Goodbye, sweet prince.
Goodbye, sweet prince.
Kamil Krzaczynski-USA TODAY Sports

Everyone is pretty familiar with what Todd Frazier brings to the table. So what about the players the White Sox gave up in the deal?

Frankie Montas. He's probably a reliever long-term. One can still dream on his potential to start but a dream is probably all it is at this point. The mechanics are just too messy. That said, he definitely has a reasonable floor of a major league reliever (as always, assuming health, of course). A 100 MPH fastball with feel for a slider will do that. A reasonable ceiling is a good 9th inning man. Reality tends to end up in-between so you're probably looking at a 7th/8th inning man and potentially a good one. And as we've seen - most particularly this offseason - that's a sought-after commodity. Today at Baseball Prospectus, Russell Carleton estimated that good 8th inning guys are worth $8 million to $12 million - which is about what they're getting on the open market. So you can see what the Dodgers were thinking in making the Dominican the headliner of their return.

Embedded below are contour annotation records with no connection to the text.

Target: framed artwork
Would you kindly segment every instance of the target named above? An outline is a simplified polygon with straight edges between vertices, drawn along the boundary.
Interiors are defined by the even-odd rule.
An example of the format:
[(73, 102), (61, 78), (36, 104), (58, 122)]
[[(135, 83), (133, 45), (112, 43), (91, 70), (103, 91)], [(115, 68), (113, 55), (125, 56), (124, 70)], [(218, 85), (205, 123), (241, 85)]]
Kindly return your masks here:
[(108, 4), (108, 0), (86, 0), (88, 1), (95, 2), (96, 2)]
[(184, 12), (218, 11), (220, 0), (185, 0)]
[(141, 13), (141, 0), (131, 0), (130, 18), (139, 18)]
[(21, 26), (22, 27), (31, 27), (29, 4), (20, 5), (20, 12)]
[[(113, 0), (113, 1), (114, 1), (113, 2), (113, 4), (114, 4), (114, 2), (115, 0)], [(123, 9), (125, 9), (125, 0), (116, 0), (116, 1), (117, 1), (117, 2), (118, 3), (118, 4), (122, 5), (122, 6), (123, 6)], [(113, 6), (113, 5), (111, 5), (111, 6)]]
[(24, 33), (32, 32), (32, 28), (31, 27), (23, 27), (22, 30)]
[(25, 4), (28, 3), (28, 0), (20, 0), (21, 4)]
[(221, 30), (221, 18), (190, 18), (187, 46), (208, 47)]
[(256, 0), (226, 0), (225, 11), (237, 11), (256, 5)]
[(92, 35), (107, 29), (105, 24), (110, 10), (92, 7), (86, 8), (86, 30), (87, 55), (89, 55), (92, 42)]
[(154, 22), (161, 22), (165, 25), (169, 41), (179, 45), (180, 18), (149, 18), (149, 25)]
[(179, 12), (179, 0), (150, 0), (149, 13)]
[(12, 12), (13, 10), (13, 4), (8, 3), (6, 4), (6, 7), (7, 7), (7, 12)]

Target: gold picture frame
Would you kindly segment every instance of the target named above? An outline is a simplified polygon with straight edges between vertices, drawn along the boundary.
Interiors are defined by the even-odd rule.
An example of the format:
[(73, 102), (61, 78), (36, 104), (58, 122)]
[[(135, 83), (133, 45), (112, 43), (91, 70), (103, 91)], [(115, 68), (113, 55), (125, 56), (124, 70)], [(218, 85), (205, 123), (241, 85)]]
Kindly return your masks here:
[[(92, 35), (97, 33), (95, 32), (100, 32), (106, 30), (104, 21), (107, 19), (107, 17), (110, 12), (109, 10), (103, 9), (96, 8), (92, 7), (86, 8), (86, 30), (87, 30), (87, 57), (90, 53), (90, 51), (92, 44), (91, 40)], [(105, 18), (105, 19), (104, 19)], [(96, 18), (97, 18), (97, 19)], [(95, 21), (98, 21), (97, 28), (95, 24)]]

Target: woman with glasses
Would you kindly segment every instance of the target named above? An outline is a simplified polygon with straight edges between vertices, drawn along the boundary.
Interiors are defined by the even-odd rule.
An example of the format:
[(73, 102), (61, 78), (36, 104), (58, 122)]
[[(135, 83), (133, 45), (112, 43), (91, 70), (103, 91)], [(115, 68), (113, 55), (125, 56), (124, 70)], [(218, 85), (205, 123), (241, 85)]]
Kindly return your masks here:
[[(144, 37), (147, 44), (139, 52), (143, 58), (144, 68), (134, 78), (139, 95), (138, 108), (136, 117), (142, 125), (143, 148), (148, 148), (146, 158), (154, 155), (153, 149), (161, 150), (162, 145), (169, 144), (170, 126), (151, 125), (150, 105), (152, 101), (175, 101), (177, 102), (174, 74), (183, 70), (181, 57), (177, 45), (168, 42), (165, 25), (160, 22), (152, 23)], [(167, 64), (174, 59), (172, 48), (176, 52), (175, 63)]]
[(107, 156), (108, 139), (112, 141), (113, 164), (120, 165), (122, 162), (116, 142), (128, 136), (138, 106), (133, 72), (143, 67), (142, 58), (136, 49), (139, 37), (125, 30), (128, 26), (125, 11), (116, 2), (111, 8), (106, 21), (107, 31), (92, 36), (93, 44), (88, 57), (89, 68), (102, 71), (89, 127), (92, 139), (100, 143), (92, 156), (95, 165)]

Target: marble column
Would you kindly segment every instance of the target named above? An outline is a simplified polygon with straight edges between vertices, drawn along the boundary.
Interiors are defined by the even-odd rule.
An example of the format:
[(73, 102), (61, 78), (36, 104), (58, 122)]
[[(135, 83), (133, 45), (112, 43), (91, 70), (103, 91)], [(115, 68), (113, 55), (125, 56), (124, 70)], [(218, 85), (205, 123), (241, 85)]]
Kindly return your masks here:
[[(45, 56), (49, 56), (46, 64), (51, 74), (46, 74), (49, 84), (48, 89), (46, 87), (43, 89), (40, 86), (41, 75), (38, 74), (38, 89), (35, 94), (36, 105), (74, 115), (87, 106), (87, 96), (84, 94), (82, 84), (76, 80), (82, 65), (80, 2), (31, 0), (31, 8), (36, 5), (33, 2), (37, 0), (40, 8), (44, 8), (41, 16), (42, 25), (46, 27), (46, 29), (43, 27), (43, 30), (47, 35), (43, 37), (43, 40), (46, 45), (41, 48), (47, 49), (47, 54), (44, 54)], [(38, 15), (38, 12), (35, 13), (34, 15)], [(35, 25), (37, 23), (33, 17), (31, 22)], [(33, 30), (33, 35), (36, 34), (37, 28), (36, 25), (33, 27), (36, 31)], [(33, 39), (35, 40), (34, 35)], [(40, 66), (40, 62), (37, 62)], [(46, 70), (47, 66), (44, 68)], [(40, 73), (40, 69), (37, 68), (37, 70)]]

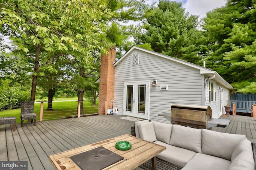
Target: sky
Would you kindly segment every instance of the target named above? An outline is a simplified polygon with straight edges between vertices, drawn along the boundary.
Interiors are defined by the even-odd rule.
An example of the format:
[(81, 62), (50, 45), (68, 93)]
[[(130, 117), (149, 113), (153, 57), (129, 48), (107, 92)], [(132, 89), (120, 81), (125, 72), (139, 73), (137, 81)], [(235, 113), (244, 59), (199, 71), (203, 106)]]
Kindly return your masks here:
[[(181, 2), (182, 8), (185, 8), (186, 12), (190, 14), (199, 15), (200, 18), (206, 16), (206, 12), (217, 8), (224, 6), (225, 0), (175, 0)], [(158, 4), (158, 0), (148, 0), (147, 4), (152, 4), (156, 2)]]

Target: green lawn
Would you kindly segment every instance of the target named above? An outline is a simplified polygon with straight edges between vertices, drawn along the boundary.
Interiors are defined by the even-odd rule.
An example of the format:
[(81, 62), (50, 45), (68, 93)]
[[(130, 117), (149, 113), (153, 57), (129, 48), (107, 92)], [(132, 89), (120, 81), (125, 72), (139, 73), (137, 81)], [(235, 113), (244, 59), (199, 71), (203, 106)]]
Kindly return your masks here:
[[(77, 115), (77, 98), (58, 98), (53, 102), (52, 108), (53, 110), (47, 111), (48, 103), (44, 104), (43, 120), (54, 120), (64, 119), (67, 117), (74, 117)], [(36, 101), (44, 100), (36, 100)], [(74, 100), (63, 101), (64, 100)], [(97, 103), (98, 104), (98, 102)], [(40, 114), (40, 104), (35, 103), (34, 113), (37, 115), (36, 120), (39, 121)], [(98, 106), (93, 106), (87, 101), (84, 102), (84, 114), (94, 113), (98, 111)], [(20, 108), (8, 110), (0, 111), (0, 117), (16, 116), (16, 123), (20, 123)]]

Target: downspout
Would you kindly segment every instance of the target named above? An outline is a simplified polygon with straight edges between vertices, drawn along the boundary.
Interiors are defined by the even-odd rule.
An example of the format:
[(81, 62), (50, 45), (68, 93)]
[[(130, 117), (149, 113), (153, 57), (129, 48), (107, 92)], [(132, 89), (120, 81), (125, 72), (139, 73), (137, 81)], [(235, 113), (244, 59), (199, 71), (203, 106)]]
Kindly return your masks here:
[(215, 77), (215, 75), (213, 74), (212, 77), (208, 77), (204, 79), (204, 89), (205, 89), (205, 87), (206, 85), (206, 82), (209, 80), (211, 80), (214, 78), (214, 77)]

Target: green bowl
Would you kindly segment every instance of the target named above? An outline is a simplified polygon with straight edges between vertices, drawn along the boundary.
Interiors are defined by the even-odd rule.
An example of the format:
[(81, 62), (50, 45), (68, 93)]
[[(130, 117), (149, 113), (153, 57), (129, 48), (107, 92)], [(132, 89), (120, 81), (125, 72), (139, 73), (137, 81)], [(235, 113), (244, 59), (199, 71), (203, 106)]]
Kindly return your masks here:
[(128, 141), (120, 141), (116, 143), (116, 148), (120, 150), (126, 150), (131, 147), (131, 143)]

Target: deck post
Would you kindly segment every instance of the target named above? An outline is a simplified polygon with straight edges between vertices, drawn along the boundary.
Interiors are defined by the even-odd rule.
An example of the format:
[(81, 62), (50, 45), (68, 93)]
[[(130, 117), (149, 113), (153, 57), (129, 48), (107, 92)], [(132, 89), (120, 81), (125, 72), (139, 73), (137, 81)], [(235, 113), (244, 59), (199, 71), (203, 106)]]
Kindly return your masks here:
[(40, 105), (40, 118), (39, 119), (39, 121), (43, 121), (43, 112), (44, 111), (44, 103), (47, 102), (47, 101), (36, 101), (41, 103)]
[(78, 106), (77, 106), (77, 117), (78, 118), (80, 117), (80, 111), (81, 110), (81, 102), (83, 102), (82, 101), (77, 101), (78, 102)]

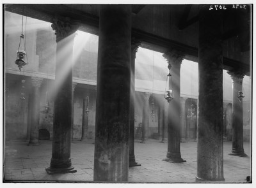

MLB.com keeps their top 100 prospect list up-to-date (though they probably will do a more in-depth review of that list later in the offseason) and they have Montas at #54. That strikes me as a bit too high but that's arguing at the margins. He's almost certainly going to be a consensus top 75 or so prospect. The body type - he's drawn the (unflattering in this context) comp of Bartolo Colon - can be a bit scary, particularly if you don't know the specifics of his injury history. The two knee surgeries were the result of a congenital condition in both knees. And he'll be 23 next season and, while he'll always be a big boy, over the years of team control his weight probably won't get out of control.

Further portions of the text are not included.